Legend of 1977 Grateful Dead show at Cornell lives on
ITHACA, N.Y. — The Grateful Dead performed thousands of concerts, none acclaimed quite like their May 8, 1977, show at a Cornell University field house on a freakishly snowy night.
Revered by Deadheads and honoured by the Library of Congress, the Barton Hall show is back in the psychedelic spotlight on its 40th anniversary. On Monday, “Grateful Dead Day” will be rung in, literally, with Dead tunes played on chimes in Cornell’s clock tower. There’s a new book on the show, “Cornell ’77,” by Peter Conners. And a remastered recording titled “Cornell 5/8/77” is being commercially released to complement the bootleg tapes that have stoked the reputation of the show for four decades.
“It was just an exceptional show from the get-go,” said Mark Nathanson, who as a 19-year-old drove to the show from Toledo, Ohio. “You could tell that the environment was right, the band was right, the crowd was right.
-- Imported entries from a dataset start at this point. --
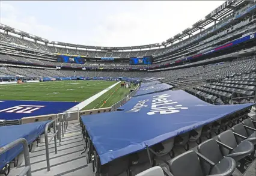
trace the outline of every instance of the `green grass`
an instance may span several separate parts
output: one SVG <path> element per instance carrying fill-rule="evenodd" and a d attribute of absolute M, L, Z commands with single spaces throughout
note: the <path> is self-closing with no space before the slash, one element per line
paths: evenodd
<path fill-rule="evenodd" d="M 132 88 L 134 88 L 133 85 L 130 89 L 121 88 L 120 84 L 118 83 L 103 95 L 85 106 L 82 110 L 110 107 L 128 95 L 130 93 L 130 90 Z M 105 102 L 106 102 L 105 103 L 104 103 Z"/>
<path fill-rule="evenodd" d="M 78 102 L 114 84 L 114 81 L 64 80 L 0 85 L 0 100 Z"/>

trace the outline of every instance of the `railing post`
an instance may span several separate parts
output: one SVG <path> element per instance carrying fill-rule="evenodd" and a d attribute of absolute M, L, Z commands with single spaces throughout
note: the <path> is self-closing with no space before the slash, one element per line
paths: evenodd
<path fill-rule="evenodd" d="M 24 176 L 26 172 L 26 176 L 31 176 L 31 168 L 30 166 L 29 152 L 28 149 L 28 141 L 25 138 L 18 139 L 11 143 L 1 147 L 0 149 L 0 155 L 5 153 L 7 151 L 13 148 L 20 143 L 22 144 L 24 152 L 24 160 L 25 168 L 21 172 L 19 175 Z"/>
<path fill-rule="evenodd" d="M 44 130 L 45 151 L 46 154 L 47 171 L 50 171 L 50 157 L 49 156 L 48 146 L 48 124 L 45 127 Z"/>
<path fill-rule="evenodd" d="M 55 134 L 56 133 L 56 121 L 55 121 L 53 122 L 53 133 Z M 57 139 L 56 138 L 56 135 L 54 135 L 54 145 L 55 145 L 55 154 L 57 154 L 58 151 L 57 151 Z"/>

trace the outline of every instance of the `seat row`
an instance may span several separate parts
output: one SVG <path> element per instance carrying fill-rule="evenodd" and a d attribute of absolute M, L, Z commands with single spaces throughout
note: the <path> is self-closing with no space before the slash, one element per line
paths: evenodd
<path fill-rule="evenodd" d="M 195 142 L 197 145 L 200 145 L 206 138 L 211 139 L 213 133 L 218 135 L 221 133 L 221 130 L 225 132 L 228 127 L 232 127 L 243 121 L 243 120 L 248 119 L 247 114 L 249 112 L 249 109 L 248 108 L 237 111 L 224 118 L 156 144 L 150 148 L 153 165 L 157 165 L 157 163 L 162 163 L 163 161 L 166 163 L 168 160 L 166 159 L 173 158 L 177 154 L 177 150 L 180 151 L 181 148 L 184 148 L 185 151 L 188 151 L 190 148 L 190 145 L 194 145 L 193 144 L 194 142 Z M 133 155 L 136 156 L 136 157 L 133 157 L 133 163 L 136 164 L 129 166 L 129 171 L 130 173 L 127 174 L 129 176 L 134 175 L 132 174 L 136 172 L 136 170 L 138 169 L 138 166 L 141 166 L 141 165 L 145 164 L 147 162 L 146 164 L 147 168 L 150 166 L 146 151 Z"/>
<path fill-rule="evenodd" d="M 197 151 L 185 152 L 166 163 L 136 176 L 230 176 L 238 168 L 243 172 L 246 162 L 255 159 L 256 121 L 248 118 L 200 144 Z"/>
<path fill-rule="evenodd" d="M 250 91 L 255 91 L 255 87 L 254 86 L 248 86 L 241 84 L 230 84 L 227 83 L 213 83 L 212 84 L 204 85 L 204 86 L 207 86 L 209 88 L 214 88 L 216 86 L 220 86 L 227 88 L 237 88 L 241 90 L 246 90 Z"/>

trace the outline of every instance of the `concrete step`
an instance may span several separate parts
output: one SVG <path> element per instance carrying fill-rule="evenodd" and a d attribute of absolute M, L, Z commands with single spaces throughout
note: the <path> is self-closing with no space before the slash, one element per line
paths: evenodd
<path fill-rule="evenodd" d="M 32 173 L 32 175 L 59 175 L 59 174 L 66 172 L 70 172 L 70 171 L 75 171 L 77 169 L 77 168 L 80 168 L 82 166 L 87 166 L 86 158 L 85 157 L 82 157 L 76 160 L 70 160 L 69 162 L 61 165 L 52 166 L 50 167 L 50 171 L 49 172 L 47 171 L 47 169 L 34 172 Z"/>
<path fill-rule="evenodd" d="M 81 138 L 82 139 L 82 137 L 80 135 L 78 135 L 78 136 L 68 136 L 64 138 L 62 138 L 62 136 L 61 136 L 61 142 L 64 142 L 64 141 L 70 141 L 72 139 L 78 139 L 78 138 Z M 50 142 L 50 143 L 49 144 L 54 144 L 54 140 L 52 140 L 52 141 Z M 41 147 L 41 146 L 44 146 L 45 145 L 45 142 L 41 142 L 40 144 L 38 144 L 38 147 Z"/>
<path fill-rule="evenodd" d="M 59 145 L 59 144 L 58 143 L 57 144 L 57 150 L 58 150 L 58 151 L 59 151 L 59 150 L 66 150 L 66 149 L 69 149 L 70 148 L 78 146 L 79 145 L 83 145 L 82 141 L 78 141 L 78 142 L 73 142 L 73 143 L 69 144 L 67 145 Z M 49 153 L 55 152 L 55 150 L 54 147 L 49 148 Z M 40 154 L 45 154 L 45 150 L 38 150 L 38 151 L 35 151 L 34 152 L 31 152 L 31 154 L 30 154 L 30 157 L 33 157 L 33 156 L 40 155 Z"/>
<path fill-rule="evenodd" d="M 81 158 L 81 157 L 84 157 L 85 154 L 83 154 L 81 155 L 81 153 L 82 152 L 79 151 L 75 153 L 71 153 L 65 155 L 59 156 L 59 157 L 53 157 L 53 159 L 50 159 L 50 166 L 52 167 L 54 166 L 61 165 L 63 163 L 70 162 L 70 161 Z M 39 171 L 43 169 L 47 169 L 46 160 L 45 159 L 44 160 L 31 163 L 31 166 L 32 172 Z M 19 167 L 14 169 L 13 172 L 15 172 L 16 174 L 19 174 L 23 169 L 24 166 Z"/>
<path fill-rule="evenodd" d="M 75 169 L 74 169 L 75 170 Z M 81 167 L 76 168 L 74 171 L 70 171 L 69 172 L 65 172 L 59 174 L 58 175 L 55 176 L 94 176 L 93 171 L 93 164 L 89 163 L 87 165 L 87 166 L 82 166 Z"/>
<path fill-rule="evenodd" d="M 52 158 L 57 157 L 59 156 L 62 156 L 62 155 L 64 155 L 64 154 L 67 154 L 70 153 L 74 153 L 74 152 L 79 151 L 81 151 L 81 153 L 84 151 L 84 147 L 82 145 L 79 145 L 79 146 L 77 146 L 77 147 L 73 147 L 73 148 L 69 148 L 68 150 L 61 150 L 61 151 L 58 151 L 57 154 L 55 154 L 55 152 L 50 153 L 49 153 L 49 155 L 50 159 Z M 32 164 L 32 163 L 38 162 L 40 162 L 40 161 L 41 161 L 41 160 L 45 160 L 45 159 L 46 159 L 46 156 L 45 154 L 39 155 L 39 156 L 36 156 L 36 157 L 31 157 L 30 158 L 30 163 Z M 23 163 L 23 164 L 24 163 Z"/>

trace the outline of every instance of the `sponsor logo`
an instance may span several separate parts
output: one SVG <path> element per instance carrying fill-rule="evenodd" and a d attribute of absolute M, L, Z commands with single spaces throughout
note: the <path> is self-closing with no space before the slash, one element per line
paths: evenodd
<path fill-rule="evenodd" d="M 171 96 L 169 94 L 154 96 L 153 97 L 151 105 L 150 111 L 147 113 L 147 115 L 156 114 L 169 114 L 179 112 L 181 109 L 187 109 L 189 108 L 183 107 L 179 105 L 178 102 L 170 100 Z M 141 100 L 130 110 L 126 112 L 136 112 L 139 111 L 143 108 L 147 108 L 148 105 L 145 105 L 149 100 Z"/>
<path fill-rule="evenodd" d="M 19 105 L 5 109 L 0 110 L 0 112 L 7 113 L 25 113 L 29 114 L 34 111 L 40 109 L 45 106 L 39 105 Z"/>

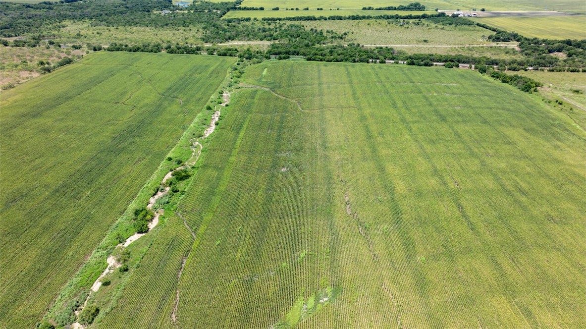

All the combinations that are required for one of those magical shows were all there.”
The Dead played an estimated 2,300 shows over three decades from their 1965 birth in the San Francisco Bay Area through frontman Jerry Garcia’s death in 1995. Their shows were famous for their length, counter-cultural vibe, improvisational style and wide-ranging musical vocabulary ranging from bluegrass to psychedelic rock.